The Sonic movies may be all right, but “The Super Mario Bros. Movie” has eclipsed it and every other video game adaptation by a wide margin. Approaching $1 billion in worldwide gross, it is this year’s highest grossing film thus far and has a solid shot at holding that position.

And while nothing has officially been announced, I don’t know of any studio that has ever made a billion dollars on a movie and decided not to make another one.

It’s no wild prediction to say that this could be the start of a new era for movies based on video games, and for Nintendo franchises in particular.

The comparison between Nintendo’s Mario movie and Marvel Studios’ “Iron Man” are easy to make. Both movies legitimized a sub-genre that had been languishing in mediocrity and both are natural starting points for a cinematic universe made up of several beloved franchises.
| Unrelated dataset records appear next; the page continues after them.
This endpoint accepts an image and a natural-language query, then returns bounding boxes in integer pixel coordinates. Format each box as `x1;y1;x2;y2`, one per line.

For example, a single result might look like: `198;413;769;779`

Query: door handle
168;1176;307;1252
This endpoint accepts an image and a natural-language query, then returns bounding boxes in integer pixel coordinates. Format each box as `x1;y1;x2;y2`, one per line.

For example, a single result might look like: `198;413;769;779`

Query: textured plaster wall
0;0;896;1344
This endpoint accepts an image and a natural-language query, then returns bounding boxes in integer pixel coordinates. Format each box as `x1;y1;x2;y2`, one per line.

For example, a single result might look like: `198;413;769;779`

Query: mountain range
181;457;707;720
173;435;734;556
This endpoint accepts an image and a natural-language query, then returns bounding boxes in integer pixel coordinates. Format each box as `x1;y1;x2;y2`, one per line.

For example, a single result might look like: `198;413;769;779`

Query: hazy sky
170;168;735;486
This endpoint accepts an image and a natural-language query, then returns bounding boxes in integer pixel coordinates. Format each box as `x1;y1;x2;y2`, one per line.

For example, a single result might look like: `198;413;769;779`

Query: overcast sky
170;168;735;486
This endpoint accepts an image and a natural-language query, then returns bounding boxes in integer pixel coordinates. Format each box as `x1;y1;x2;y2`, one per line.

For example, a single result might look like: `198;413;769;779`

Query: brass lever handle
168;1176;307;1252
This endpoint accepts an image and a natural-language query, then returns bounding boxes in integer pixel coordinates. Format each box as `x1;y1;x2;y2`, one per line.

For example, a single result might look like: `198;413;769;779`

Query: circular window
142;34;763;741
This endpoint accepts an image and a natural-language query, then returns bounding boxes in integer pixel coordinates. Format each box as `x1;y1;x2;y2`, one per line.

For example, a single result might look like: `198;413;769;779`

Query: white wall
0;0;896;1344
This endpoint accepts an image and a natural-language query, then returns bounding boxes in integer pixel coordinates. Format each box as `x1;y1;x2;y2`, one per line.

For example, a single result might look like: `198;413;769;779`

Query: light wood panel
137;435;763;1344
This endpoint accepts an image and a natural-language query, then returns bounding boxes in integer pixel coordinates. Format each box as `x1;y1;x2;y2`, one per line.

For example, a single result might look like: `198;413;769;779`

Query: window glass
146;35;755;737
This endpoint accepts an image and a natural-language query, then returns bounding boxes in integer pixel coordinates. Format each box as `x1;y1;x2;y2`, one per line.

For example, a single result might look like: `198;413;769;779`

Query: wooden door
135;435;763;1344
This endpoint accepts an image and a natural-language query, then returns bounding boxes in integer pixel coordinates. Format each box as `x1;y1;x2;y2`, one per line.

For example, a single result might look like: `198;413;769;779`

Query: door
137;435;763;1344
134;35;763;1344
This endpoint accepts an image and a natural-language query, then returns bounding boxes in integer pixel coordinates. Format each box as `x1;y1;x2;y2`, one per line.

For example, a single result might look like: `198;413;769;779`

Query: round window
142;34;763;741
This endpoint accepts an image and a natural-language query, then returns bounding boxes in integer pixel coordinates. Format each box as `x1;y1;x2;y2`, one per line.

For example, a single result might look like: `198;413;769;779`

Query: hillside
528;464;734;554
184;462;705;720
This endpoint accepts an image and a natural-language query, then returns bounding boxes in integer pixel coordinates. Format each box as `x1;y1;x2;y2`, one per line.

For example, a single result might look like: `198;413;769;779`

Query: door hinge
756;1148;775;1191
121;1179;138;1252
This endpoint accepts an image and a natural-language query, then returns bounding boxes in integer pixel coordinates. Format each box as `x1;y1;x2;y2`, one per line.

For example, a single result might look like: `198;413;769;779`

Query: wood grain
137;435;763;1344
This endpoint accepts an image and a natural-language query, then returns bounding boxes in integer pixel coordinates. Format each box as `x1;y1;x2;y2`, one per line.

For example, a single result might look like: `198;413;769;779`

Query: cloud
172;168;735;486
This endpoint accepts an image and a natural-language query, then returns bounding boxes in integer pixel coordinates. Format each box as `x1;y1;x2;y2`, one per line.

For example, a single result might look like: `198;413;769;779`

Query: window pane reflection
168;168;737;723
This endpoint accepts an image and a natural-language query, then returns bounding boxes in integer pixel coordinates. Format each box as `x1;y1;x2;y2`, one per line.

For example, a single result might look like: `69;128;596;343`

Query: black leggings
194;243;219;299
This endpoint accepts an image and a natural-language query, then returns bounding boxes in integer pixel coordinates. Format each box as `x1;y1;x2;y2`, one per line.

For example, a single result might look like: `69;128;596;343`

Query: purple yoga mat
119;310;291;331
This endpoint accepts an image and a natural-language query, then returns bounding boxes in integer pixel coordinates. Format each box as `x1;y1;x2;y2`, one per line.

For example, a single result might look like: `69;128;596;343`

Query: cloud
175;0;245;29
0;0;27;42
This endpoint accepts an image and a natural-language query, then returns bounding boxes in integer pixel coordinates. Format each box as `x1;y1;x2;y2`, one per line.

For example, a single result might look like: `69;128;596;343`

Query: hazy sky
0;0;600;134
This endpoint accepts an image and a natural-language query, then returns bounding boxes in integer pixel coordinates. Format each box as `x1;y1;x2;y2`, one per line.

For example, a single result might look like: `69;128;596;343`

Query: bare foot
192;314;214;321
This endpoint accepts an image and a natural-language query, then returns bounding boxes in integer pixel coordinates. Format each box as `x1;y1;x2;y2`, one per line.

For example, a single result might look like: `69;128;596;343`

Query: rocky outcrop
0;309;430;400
A Mario sequel is inevitable, along with maybe even a Donkey Kong spin-off, but Nintendo also has “The Legend of Zelda,” “Metroid,” “Star Fox,” and a slew of other movie-worthy franchises in its catalogue.

If I were in charge of Universal Pictures, I’d be telling Illumination to start hiring every animator they can get their hands on and setting up a meeting with Shigeru Miyamoto to start working out a 10-year plan.

Beyond that, I expect that every major studio out there is frantically figuring out which video games they have the movie rights to and are racing to jump onto the wagon.

— Travis Fischer is a news writer for the Charles City Press and can’t believe that the idea of a “Super Smash Bros.” movie has so quickly shifted from pipe-dream to plausible.